De acordo com o próprio Goldman Sachs, os níveis de capital Core Tier 1 seriam de 8,6% na eventualidade de uma crise; um valor significativamente maior do que o que foi revelado na quinta-feira pela Fed.

Ouvidos pelo Financial Times, analistas do Credit Suisse esperavam que os níveis de capital do Goldman Sachs ficassem na casa dos 7,3%, alertando para o risco de solvabilidade do Goldman e do Morgan Stanley. O jornal britânico fala ainda de um prejuízo de 20 mil milhões de dólares (cerca de 15 mil milhões de euros) para o Goldman na situação hipotética de uma nova crise financeira.

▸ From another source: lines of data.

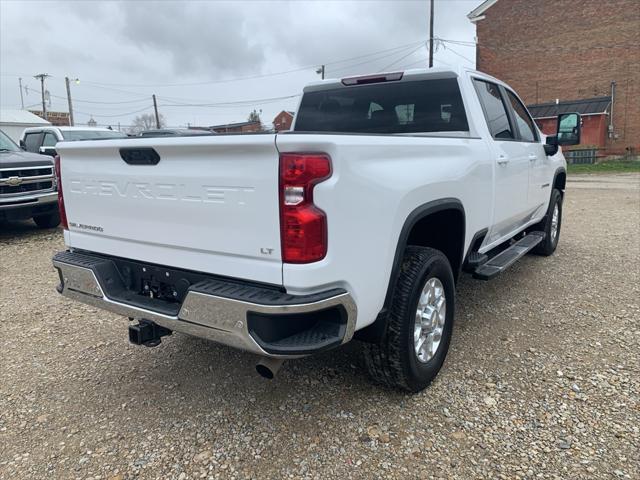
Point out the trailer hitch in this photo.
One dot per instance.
(147, 333)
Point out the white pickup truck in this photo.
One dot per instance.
(355, 224)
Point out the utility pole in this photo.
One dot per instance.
(66, 81)
(21, 97)
(155, 109)
(41, 77)
(431, 36)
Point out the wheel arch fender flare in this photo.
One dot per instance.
(373, 332)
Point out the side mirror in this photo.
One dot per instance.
(551, 145)
(568, 129)
(47, 151)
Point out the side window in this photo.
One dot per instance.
(50, 140)
(523, 119)
(32, 142)
(495, 111)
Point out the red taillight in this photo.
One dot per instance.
(303, 226)
(63, 212)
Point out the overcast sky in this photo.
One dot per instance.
(203, 53)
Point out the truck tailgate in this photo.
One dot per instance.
(210, 204)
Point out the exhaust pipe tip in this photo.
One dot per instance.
(268, 367)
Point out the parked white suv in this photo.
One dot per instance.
(44, 139)
(358, 223)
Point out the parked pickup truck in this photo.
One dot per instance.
(356, 224)
(27, 186)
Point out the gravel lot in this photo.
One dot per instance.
(542, 380)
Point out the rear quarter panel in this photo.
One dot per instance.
(377, 182)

Já os analistas da Sandler O’Neill & Partners, consultados pela Bloomberg, mostram-se satisfeitos face à avaliação da Fed. Scott Siefers, director desta agência de analistas, afirmou que os resultados mostram “um bom sinal de saúde do sistema financeiro”.

Com base neste relatório, a Reserva Federal norte-americana decidirá se estas instituições financeiras podem, ou não, distribuir dividendos aos accionistas pelos resultados de 2012.

Ally Financial contesta
O único banco chumbado pela Fed está a contestar a avaliação. De acordo com o relatório da Reserva Federal, o Ally  Financial ficaria com níveis de solvabilidade Core Tier 1 apenas nos 1,5%. Mas o banco afirma que os métodos utilizados pela Fed são “inconsistentes com a experiência histórica” e revelam “falhas fundamentais”.

De facto, o teste de segurança do sistema financeiro é controverso, como explica o Financial Times. Vários responsáveis do sistema financeiro contestaram já os métodos da Fed, que assume, por exemplo, que os bancos continuariam a pagar dividendos aos accionistas mesmo num cenário de crise financeira profunda.

Na União Europeia, onde está a ser implementado o pacote de reformas do sistema bancário conhecido como o Basileia III, os requisitos mínimos de capital Core Tier 1 nos bancos está assente nos 7%. Este valor aumentará para os 9,5% em 2019.

A exigência de solvabilidade bancária é maior em Portugal. O Banco de Portugal que determina um nível mínimo de 10% de capitais Core Tier 1.  

Em todo o caso, estes níveis devem ser assegurados em condições normais do sistema financeiro e não mostram de que forma é que as instituições europeias reagiriam em caso de uma crise profunda.